Mongabay.co.id

Warga Jakarta Dicap ‘Wilayah Abu-abu’ Sulit Akses Air Bersih

Jejeran jeringen berisi air bersih yang dibeli warga Jakarta Utara. Sebagian warga Jakarta, belum terlayani air bersih hingga harus membeli dengan harga mahal. Foto: Andreas Harsono/ Mongabay Indonesia

 

 

 

 

“Kalau demo air ngalir, nanti kalau gak demo air mati lagi. Seperti itu sampai sekarang,” kata Siti Komariah, warga Kampung Kembang Lestari, Pejaringan, Muara Baru, Jakarta, dalam diskusi daring belum lama ini.

Sejak 2003, Siti punya masalah dengan air. Bukan hanya dia, juga penduduk lain di sekitarnya. Dia tak bisa mendapatkan akses air langsung atas nama pribadi ke rumah. Daerah mereka dicap ‘wilayah abu-abu.’ Wilayah abu’abu’ ini antara lain mengacu pada legalitas lahan tinggal.

Ibu Kokom, panggilan akrabnya, tidak terima. Dia punya kartu tanda penduduk (KTP) dan ikut pemilu Jakarta. Dia mempertanyakan status ‘wilayah abu-abu’ itu, mengapa bisa menentukan hak pilih.

Tahun 2015, jaringan pipa air masuk. Sejenak dia senang karena akan mendapatkan air bersih.

Eh, lama-lama bukan jaringan masuk tapi jaringan untuk master meter.”

Kokom tidak patah semangat, dia pergi ke Palija untuk mendapatkan akses air. Dia minta petunjuk, syarat dan ketentuan untuk mendapatkan akses air, antara lain, harus ada calon pelanggan 60 keluarga, ada tempat penampungan air, ada surat keterangan RT/RW, ada stuktur pengurus. PAM Jaya dan Palija sudah mengecek langsung ke lokasi.

Sayangnya, Palija hanya menanggung empat meter pipa, selebihnya harus ditaggung sendiri. Panjang pipa 180 meter. Kokom keberatan. Dia tak mampu membayar Rp50.000 per meter sepanjang itu.
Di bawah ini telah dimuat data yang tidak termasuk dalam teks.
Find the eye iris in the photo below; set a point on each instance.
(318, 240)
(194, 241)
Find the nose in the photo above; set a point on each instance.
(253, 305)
Masalah lain juga didapat Kokom, dia harus punya sertifikat tanah, PBB/akta jual beli. Dia tidak punya, tanah dianggap ilegal.

“Sekarang, mau tak mau, dengan terpaksa karena saya butuh air, saya gabung ke master meter yang awal. Bayar pendaftaran Rp1, 5 juta.”

Mendaftar ke master meter adalah jalan terakhir Kokom untuk mendapatkan air, tagihan sangat mahal untuk ukuran dengan perekonomian menengah ke bawah.

Tagihan air Kokom sekitar Rp350.000-Rp450.000 per bulan. Dia kena denda Rp7.000 per hari kalau telat bayar.

Harapan saya jangan ada dibeda-bedain, air kan hak kita semua,” katanya.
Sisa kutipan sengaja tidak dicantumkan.